Isidro encuentra el rastro y empieza a seguirlo. Se vuelve felino; incluso, por momentos, resulta carismático. Es un hombre brutal. Sus técnicas de caza son igualmente brutales; se vale de todo: trampas, perros, fuego.

El rastro los lleva de regreso al río, por un terreno de lodo rojo. Luego se pierde: el venado ha percibido el olor del hombre. Isidro murmura algo, pero no parece preocupado. Echa a andar hacia donde dejó su lancha.

—Vamos por aquí. Los animales nunca esperan que el peligro les venga del agua.

—Ni los carcomidos —observa Esteban.

—Así es: ni los carcomidos.

Esta vez, en lugar de encender el motor comienza a remar lenta y silenciosamente, sin despegarse de la orilla. En las riberas, los árboles cubiertos de plantas parásitas se mueven animados por la actividad de numerosos insectos: mariposas camaleónicas, hormigas de diferentes especies, escarabajos, chapulines, avispas negras, libélulas, abejas… de tiempo en tiempo se oye el grito de pájaros invisibles.

El día ya está crecido cuando la ven. Es la hembra del venado que Isidro busca: joven, hermosa. Y se encuentra a menos de cien metros de distancia, observándolos confiadamente. Por cortesía de cazador, Isidro le cede a Esteban el primer disparo. Y él, que nunca en su vida ha tomado un arma, coge el Marlin y apunta, pero deliberadamente falla el tiro. El animal se pierde entre la maleza.

—Andas distraído, chamaco —reclama Isidro, bajando inmediatamente de la lancha. Ni siquiera se espera a llegar a la orilla. Esteban oye el chapaleo impaciente de sus botas en el agua y toma los remos para poder fondear y seguirlo.

Ha corrido hacia los pantanos. El primer disparo le da en el cuello. El animal brama y se retuerce, chapoteando.
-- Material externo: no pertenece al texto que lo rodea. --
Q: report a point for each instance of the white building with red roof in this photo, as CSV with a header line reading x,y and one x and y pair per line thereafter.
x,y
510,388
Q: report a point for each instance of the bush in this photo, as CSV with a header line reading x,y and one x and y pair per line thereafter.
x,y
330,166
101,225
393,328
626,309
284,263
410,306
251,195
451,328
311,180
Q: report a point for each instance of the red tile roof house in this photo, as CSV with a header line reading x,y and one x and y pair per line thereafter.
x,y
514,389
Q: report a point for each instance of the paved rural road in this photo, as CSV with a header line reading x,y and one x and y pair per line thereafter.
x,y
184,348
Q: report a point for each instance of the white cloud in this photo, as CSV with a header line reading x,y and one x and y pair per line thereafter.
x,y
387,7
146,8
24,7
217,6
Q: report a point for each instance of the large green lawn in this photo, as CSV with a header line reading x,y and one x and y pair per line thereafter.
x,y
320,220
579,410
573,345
Su sangre, profundamente roja, comienza a teñir el agua oscura. Aun así, logra salir y continuar huyendo.

Esteban siente que su cerebro se ilumina un instante, en el relámpago de una visión. La hembra que persiguen no es de pronto una venada sino una muchacha. Se ha convertido en una hembra humana que huye desesperada, quebrando en su huida ramas y arbustos. Por fin la han encontrado. Todo el resentimiento, el odio que en el fondo siente Esteban sin querer reconocerlo brota con la fuerza del tiempo acumulado. La persigue sin piedad, sádicamente; la acorrala, le dispara. Natalia cae con las pezuñas cubiertas de barro y la piel brillante por el sudor del miedo, y ahora yace a los pies de su antiguo enamorado, sacudiéndose en las convulsiones de la agonía. Esteban la pisa con fuerza, tratando de lastimarla aún más, hundiendo el tacón de su bota en los belfos palpitantes. Los ojos muy abiertos, ya nublados, lo miran fijamente mientras un chorro de sangre sale a presión por el pecho de la venada.

Baja el rifle. La visión ha cesado y Esteban no comprende lo que acaba de hacer. Isidro se ha puesto otra vez de buen humor. Le mira a la pieza las pezuñas y los dientes.
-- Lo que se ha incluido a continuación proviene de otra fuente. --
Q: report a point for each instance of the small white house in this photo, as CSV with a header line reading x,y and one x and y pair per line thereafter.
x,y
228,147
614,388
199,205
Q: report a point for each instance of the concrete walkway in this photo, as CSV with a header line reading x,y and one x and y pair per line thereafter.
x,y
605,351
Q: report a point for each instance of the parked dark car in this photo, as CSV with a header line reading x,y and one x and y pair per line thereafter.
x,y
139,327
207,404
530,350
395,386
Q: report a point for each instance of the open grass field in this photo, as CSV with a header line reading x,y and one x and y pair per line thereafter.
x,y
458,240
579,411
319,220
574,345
—Cinco años —dice como quien habla del clima, sin ninguna emoción—. No más.

Mientras llevan el animal hasta la lancha, Esteban siente que todo en ese sitio es peligroso o repugnante o espectral; está lleno de venenos, de trampas naturales, de acechanzas invisibles. En el silencio vibrante de alimañas, un musgo azul oprime a los grandes vegetales sin lograr matarlos. La rápida descomposición hace que la tierra exhale un vaho permanente y denso, lleno de sombras. Desde ahí, el alma de Natalia lo observa sin hacer ruido, sin respirar, lista para saltar sobre él y destrozarlo.

Luego de desembarcar van a casa de Isidro a comer y a repartir la pieza. Esteban no quiere aceptar la parte que le dan. Argumenta que por su culpa casi se perdía la jornada, que él no hizo nada sino dar el tiro de gracia. La verdad es que no se siente capaz de poner esa carne —fragante como es— en su plato ni en el de Cristina. Sin embargo, con tal de despedirse pronto, acepta llevarse el botín que la mujer de Isidro ya le ha preparado en una cesta de palma tejida.

En el camino echa la carne al río. Con sus lágrimas.

 
Cuando llega a la casa, Cristina está tocando la guitarra y evita hablarle, enterada de adónde fue y a qué y con quién.